Although each centre has its own team of geneticists, there is a corporate Breeding Research and Technology Centre headquartered in Boxmeer that deals with overall policy and cutting edge research. I had a fascinating session with the director of this centre, Dr. Gerard Albers.  Albers has a long history in the commercial breeding business and provides wise advice to the other members of the team. In addition, Hendrix has an arrangement with University Wageningen University under which the company subsidizes a laboratory where molecular genetic testing is undertaken. Technology developed here has enabled the company to carry out genetic testing of its lines for literally thousands of genes at very low cost. They recently won a competition for funding from USDA for a comparison of genetic progress using molecular genetic techniques with that using the traditional selection programs. Total cost of this program is $10 million, and it involves scientists in the Netherlands, France, Canada, Spain, Sweden and the United States.

Although the company owns some of its distribution network in Europe, its overalll policy is to sell parent or grandparent stock to independent distributors or integrators. This is in order not to compete with potential customers. Grandparent farms under company control are strategically located in North and South America, Europe and Asia.  In addition North America is served by Centurion Farms in Georgia, which distributes parents of the Bovans brand. Parents are sold to a total of eight independent hatcheries in Canada.

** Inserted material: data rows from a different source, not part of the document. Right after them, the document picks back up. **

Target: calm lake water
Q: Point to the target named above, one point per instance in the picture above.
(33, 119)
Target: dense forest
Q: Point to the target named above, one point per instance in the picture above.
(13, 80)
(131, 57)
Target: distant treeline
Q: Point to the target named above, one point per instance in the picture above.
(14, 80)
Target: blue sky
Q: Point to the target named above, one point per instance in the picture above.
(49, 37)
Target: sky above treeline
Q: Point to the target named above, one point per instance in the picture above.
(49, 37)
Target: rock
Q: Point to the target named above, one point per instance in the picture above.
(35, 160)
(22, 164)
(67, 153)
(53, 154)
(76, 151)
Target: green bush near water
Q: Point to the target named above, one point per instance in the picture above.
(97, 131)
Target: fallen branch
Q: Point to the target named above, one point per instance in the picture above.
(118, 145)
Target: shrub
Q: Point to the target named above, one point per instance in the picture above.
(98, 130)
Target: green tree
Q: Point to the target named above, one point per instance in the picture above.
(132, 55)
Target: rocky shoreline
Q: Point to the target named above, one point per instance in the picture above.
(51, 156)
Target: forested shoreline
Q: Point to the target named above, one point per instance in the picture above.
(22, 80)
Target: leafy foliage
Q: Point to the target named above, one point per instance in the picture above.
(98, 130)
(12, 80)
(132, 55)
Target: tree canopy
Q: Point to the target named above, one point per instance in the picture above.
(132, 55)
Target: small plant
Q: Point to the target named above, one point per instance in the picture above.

While there are few independent hatcheries remaining in the U.S., Merrill's in Idaho maintains a longstanding relationship with Shaver, and this brand also recently became the preferred breed choice for MFA, a co-operative in the U.S. midwest whose 16 members control 20 million layers.

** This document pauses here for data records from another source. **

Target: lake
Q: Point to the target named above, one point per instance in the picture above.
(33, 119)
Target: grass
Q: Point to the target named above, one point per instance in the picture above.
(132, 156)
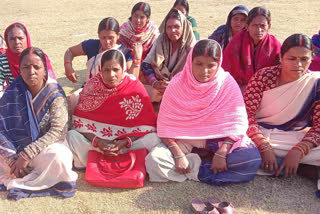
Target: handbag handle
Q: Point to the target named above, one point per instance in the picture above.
(118, 172)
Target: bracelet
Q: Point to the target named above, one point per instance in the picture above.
(227, 142)
(136, 65)
(264, 147)
(301, 150)
(220, 155)
(178, 156)
(154, 83)
(129, 144)
(137, 61)
(67, 62)
(24, 156)
(94, 143)
(258, 137)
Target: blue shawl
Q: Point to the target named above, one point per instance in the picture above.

Elsewhere, many parents are sold directly to integrators and to hatchery customers who in turn produce commercial chicks, either for sale or for use in their own commercial operations.

The company has strong technical skills with which to back up sales. In recent times, the decision has been made to discontinue printing management guides for commercial products and to place all technical information on the company website. This has the benefit of avoiding printing costs, and also has the advantage of keeping information continually up to date.

In not much more than three decades, ISA has grown from a relatively small company with a limited product range, to an international giant, with a range of layers that will satisfy every possible customer. The association with Hendrix Genetics provides stability and resources. The Dutch have a long and successful history in the poultry industry. Thijs Hendrix and his team are good chicken people. It would seem that this part of the layer industry is in good hands.